Glasgow Labour leader George Redmond said: “This is an absolute scandal and shows the systems for vulnerable people are just not in place.

“It is also a sign of the decline of Glasgow where lifeline services are continuing to be cut.

“This council is out of touch with the struggles of families across the city.”

Matt Downie, chief executive of Crisis, said: “These figures are shameful. These deaths aren’t just a tragedy – they are an injustice as well.

“We’ve long known about the damage homelessness does to someone’s physical and mental health – homelessness is a public health emergency, and it should be treated as such.”

Downie said that in many cases, these deaths were preventable.

He added: “Homelessness itself is preventable. But without action, through the upcoming Housing Bill, we will see the same thing happen again and again.

“We can’t stand by and watch as more people are forced into homelessness, and more people lose their lives.”

Thomas Kerr, group leader of the Tories at the council, told STV News: “These deaths are an utter disgrace and my thoughts are with those grieving the loss of a loved one as a result.

“Living in temporary accommodation is no way for anyone to live and we see the tragic consequences that can occur.

“Whether it is at Holyrood or in Glasgow, we have seen total inaction from SNP-Green politicians to get a grip of this spiralling crisis. Often many of the people living in unsuitable temporary accommodation are women or young children, which is completely unacceptable.

“SNP-Green representatives need to urgently outline plans to deliver more affordable housing across Glasgow and ensure that the crisis of temporary accommodation is eradicated.”

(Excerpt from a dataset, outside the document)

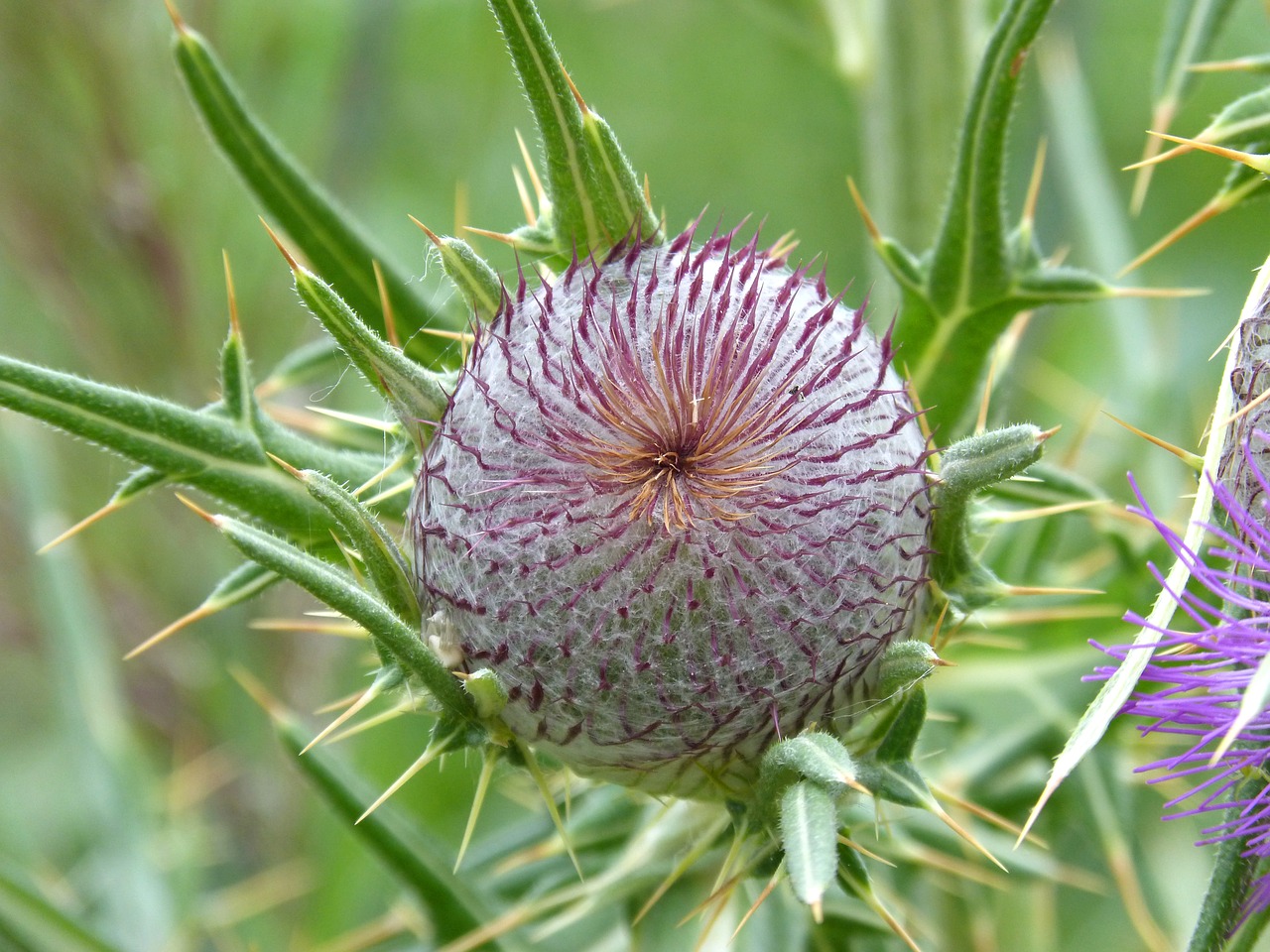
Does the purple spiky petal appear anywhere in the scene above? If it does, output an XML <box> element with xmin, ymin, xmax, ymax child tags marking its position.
<box><xmin>1098</xmin><ymin>431</ymin><xmax>1270</xmax><ymax>915</ymax></box>
<box><xmin>413</xmin><ymin>223</ymin><xmax>929</xmax><ymax>797</ymax></box>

Shelter said Scotland is experiencing a chronic lack of social housing.

Director of Shelter Scotland, Alison Watson, said: “It is a miserable indictment of Scotland’s utterly broken housing system that we’re once again discussing the number of people who have died in temporary accommodation.

 “What clearer evidence could there be that we’re in a housing emergency than this?”

Watson said the “only way” to end Glsagow’s “chronic over-reliance” on temporary accommodation is to build more social housing, which she said the Scottish Government had cut funding for.

 “These tragedies were not inevitable,” she said. “They didn’t have to happen, and with the right action it is possible to ensure no such tragedy occurs again.

“Social homes can not only change lives, they can save them as well.

”I would urge the Scottish Government to reflect on that when setting its priorities.”

A spokesperson for Glasgow City Council said: “During the three year period referenced, Glasgow had on average 4,500 people with active homeless applications.

“Sadly, 132 people from this population died while open to homelessness services from poor health and sickness, lifestyle and natural causes.

“In the same period we received 36,000 requests for support and emergency accommodation resulting in a daily hotel BnB population of between 650-750.

“While it is regrettable that 51 people died while residing in emergency accommodation, Glasgow Homelessness Health and Social Care services have robust arrangements in place to ensure we target those with multiple and complex care needs with a rigorous audit and review process in place to consider the circumstances of anyone who dies while known to our service.”

The Scottish Government was approached for comment.